American actor (1920–1989)

Haymer Lionel Flieg (January 19, 1920 – November 18, 1989), known professionally as Johnny Haymer, was an American actor known for his role as Staff Sergeant Zelmo Zale, a recurring character in the television series M*A*S*H. He appeared in a 1965 episode of The Cara Williams Show and was an announcer for the game show Your Number's Up hosted by Nipsey Russell; in the mid-1980s he provided his voice for the characters Swindle, Vortex, Highbrow, and Caliburst in The Transformers.
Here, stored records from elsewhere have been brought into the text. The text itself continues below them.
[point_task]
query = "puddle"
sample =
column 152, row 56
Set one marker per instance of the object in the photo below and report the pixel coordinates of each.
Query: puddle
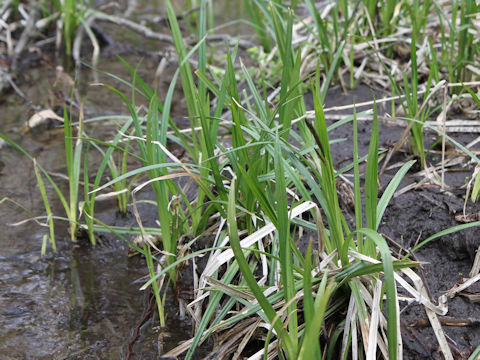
column 82, row 302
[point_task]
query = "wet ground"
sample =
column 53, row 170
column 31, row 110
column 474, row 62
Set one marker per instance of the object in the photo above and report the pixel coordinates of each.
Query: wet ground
column 83, row 302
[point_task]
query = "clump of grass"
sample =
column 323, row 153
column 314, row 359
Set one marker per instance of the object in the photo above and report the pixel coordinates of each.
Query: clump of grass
column 73, row 157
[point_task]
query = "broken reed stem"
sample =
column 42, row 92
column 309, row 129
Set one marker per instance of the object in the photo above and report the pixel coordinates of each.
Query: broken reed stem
column 444, row 130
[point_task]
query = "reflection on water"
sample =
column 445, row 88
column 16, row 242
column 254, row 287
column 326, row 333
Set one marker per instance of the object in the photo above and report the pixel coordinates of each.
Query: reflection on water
column 82, row 302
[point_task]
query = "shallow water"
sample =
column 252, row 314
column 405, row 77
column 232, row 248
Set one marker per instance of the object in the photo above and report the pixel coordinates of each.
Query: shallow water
column 82, row 302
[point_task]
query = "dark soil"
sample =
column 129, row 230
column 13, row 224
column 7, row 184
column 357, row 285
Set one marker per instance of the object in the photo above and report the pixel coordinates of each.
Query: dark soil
column 106, row 273
column 413, row 217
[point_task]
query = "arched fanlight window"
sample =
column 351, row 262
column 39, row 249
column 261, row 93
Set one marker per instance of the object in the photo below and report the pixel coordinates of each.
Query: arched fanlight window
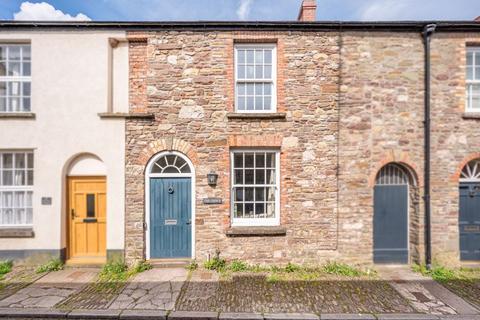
column 471, row 172
column 170, row 163
column 392, row 174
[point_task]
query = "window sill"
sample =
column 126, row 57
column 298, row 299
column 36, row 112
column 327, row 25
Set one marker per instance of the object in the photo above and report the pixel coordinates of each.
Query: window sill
column 273, row 231
column 471, row 115
column 125, row 115
column 16, row 232
column 17, row 115
column 257, row 116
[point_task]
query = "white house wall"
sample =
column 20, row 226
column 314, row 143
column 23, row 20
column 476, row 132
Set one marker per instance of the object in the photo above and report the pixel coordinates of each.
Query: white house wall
column 70, row 86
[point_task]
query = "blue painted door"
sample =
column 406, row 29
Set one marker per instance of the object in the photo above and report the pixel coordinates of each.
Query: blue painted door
column 170, row 218
column 469, row 221
column 390, row 224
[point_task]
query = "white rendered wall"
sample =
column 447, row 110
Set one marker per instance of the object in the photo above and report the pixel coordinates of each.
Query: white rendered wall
column 69, row 89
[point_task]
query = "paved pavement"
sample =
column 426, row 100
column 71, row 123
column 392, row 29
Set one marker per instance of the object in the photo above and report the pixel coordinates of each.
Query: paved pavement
column 152, row 289
column 50, row 289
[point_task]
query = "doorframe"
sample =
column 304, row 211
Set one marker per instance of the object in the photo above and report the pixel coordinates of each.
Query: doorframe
column 68, row 210
column 411, row 179
column 149, row 175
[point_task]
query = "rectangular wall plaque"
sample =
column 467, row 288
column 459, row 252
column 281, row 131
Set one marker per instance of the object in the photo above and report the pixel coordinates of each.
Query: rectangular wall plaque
column 212, row 201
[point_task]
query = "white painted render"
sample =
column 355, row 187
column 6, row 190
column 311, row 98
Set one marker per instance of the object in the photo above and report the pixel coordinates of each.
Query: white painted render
column 70, row 86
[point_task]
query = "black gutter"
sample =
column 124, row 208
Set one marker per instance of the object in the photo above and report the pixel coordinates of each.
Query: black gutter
column 427, row 33
column 399, row 26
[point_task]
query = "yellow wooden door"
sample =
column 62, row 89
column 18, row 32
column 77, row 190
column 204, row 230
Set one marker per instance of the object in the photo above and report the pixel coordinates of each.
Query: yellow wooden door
column 87, row 215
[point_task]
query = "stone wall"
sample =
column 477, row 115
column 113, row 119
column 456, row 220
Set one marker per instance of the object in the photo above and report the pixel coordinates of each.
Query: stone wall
column 190, row 89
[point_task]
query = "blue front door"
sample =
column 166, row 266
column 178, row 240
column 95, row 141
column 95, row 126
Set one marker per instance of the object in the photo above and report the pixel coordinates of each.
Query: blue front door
column 469, row 221
column 170, row 218
column 390, row 224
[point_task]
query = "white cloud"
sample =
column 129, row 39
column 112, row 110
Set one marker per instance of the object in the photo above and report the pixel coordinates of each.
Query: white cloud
column 385, row 10
column 45, row 11
column 244, row 9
He played Walter Pinkerton from 1982 to 1983 on Madame's Place and appeared in the penultimate episode of the original Star Trek series, "All Our Yesterdays". He played the crooked fight promoter Moriarty in "The Wild Wild West" S3 E18 "The Night of the Viper" which aired on 1 October 1968.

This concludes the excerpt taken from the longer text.